# SAQA Validation



## Colt Seavers (May 10, 2015)

Hello ladies and gentlemen

As my temp residency application was rejected (i have a girlfriend in ZA but we haven't cohabited for two years...) i'm now looking into the critical skills visa instead as i'm a software engineer.

* Is it possible to send in the application to SAQA via mail or do i actually need to go there in person and hand it in? I live in Sweden...
* Do they accept copies of the documentation or at least certified copies? Not too keen on sending originals via mail if that's accepted. :confused2:

Any input is appreciated


----------



## Colt Seavers (May 10, 2015)

Ok so after having done some reading i understand certified copies should be OK to mail.
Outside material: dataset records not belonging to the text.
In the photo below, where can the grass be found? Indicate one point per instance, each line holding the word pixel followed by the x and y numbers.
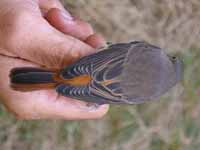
pixel 171 123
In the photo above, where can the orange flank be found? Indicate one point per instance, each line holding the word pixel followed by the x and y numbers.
pixel 76 81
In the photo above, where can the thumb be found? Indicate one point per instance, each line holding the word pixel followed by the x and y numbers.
pixel 39 42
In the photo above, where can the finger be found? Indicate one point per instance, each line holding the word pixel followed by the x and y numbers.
pixel 44 104
pixel 68 25
pixel 46 5
pixel 96 41
pixel 45 46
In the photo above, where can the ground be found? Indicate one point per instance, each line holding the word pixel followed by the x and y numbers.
pixel 172 123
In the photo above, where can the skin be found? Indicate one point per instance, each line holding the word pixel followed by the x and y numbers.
pixel 41 33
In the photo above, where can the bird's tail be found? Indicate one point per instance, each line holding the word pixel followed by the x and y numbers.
pixel 29 79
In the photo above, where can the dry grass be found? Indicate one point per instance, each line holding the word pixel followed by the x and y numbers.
pixel 169 124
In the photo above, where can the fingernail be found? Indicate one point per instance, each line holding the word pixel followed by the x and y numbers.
pixel 66 15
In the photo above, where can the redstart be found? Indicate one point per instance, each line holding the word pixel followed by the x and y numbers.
pixel 123 73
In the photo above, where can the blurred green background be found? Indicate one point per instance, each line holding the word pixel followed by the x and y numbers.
pixel 173 123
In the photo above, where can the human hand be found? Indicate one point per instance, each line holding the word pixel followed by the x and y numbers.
pixel 29 39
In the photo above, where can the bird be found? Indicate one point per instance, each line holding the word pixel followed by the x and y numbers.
pixel 122 73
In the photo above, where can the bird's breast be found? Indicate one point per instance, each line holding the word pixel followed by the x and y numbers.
pixel 82 80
I'm struggling to find a crystal clear list of required documents though?


----------



## Klipspringer (Feb 21, 2015)

Hi Colt

Yes, you can send certified copies to SAQA. You also need to send them:

- a certified copy of a full transcript of academic record/list of subjects reflecting each year of study,
- your signed application form that you printed off their website after subscribing,
- a certified copy of your passport,
- proof of payment of the correct amount with your submission number in the reference field

Be sure to send ALL of these documents exactly as they want or they will reject your application and immediately send back your documents without consulting with you on anything. This means that you will have to resend them your documents and make the payment again.


----------



## Colt Seavers (May 10, 2015)

Thank you very much for the input.

I'm yet to register with the professional body, which is the IITPSA, and am currently reviewing their requirements for Critical Skills visa. I wonder how strict they are when it comes to the reference letters. Would they approve a reference letter translated into english by myself given that i attach the originals aswell, or would i need to get a sworn translator to do it? The rest of the docs i have are already in English (academic transcripts, ISTQB certificate and CV) so it would be one less thing to think about...


----------



## hopeful1986 (Feb 5, 2014)

Hi Colt

Put of curiosity how long have you cohabited with Your partner? I'm about to apply for a life partner permit and that's exactly what I'm afraid will happen to me. I'm scared I won't be able to prove 2 years. What did you submit that they weren't happy with?


----------



## Colt Seavers (May 10, 2015)

We didn't really have any _proper_ proof of cohabitation as our relationship has been a long distance one. We were (naively) hoping they would be OK with us being able to prove that our relationship had existed for at least two years anyway, and we were also open with this during the short interview they had with us when submitting the application at the embassy. Our lacking proof consisted of photos together and flight tickets throughout the years. At least this will show other members not to try the same route. 

I'm sure your application will be more successful.


----------



## hopeful1986 (Feb 5, 2014)

Thank you so much! That is VERY helpful! I have some documents that i think will do, but of course one can never really be too sure when it comes to these things.


----------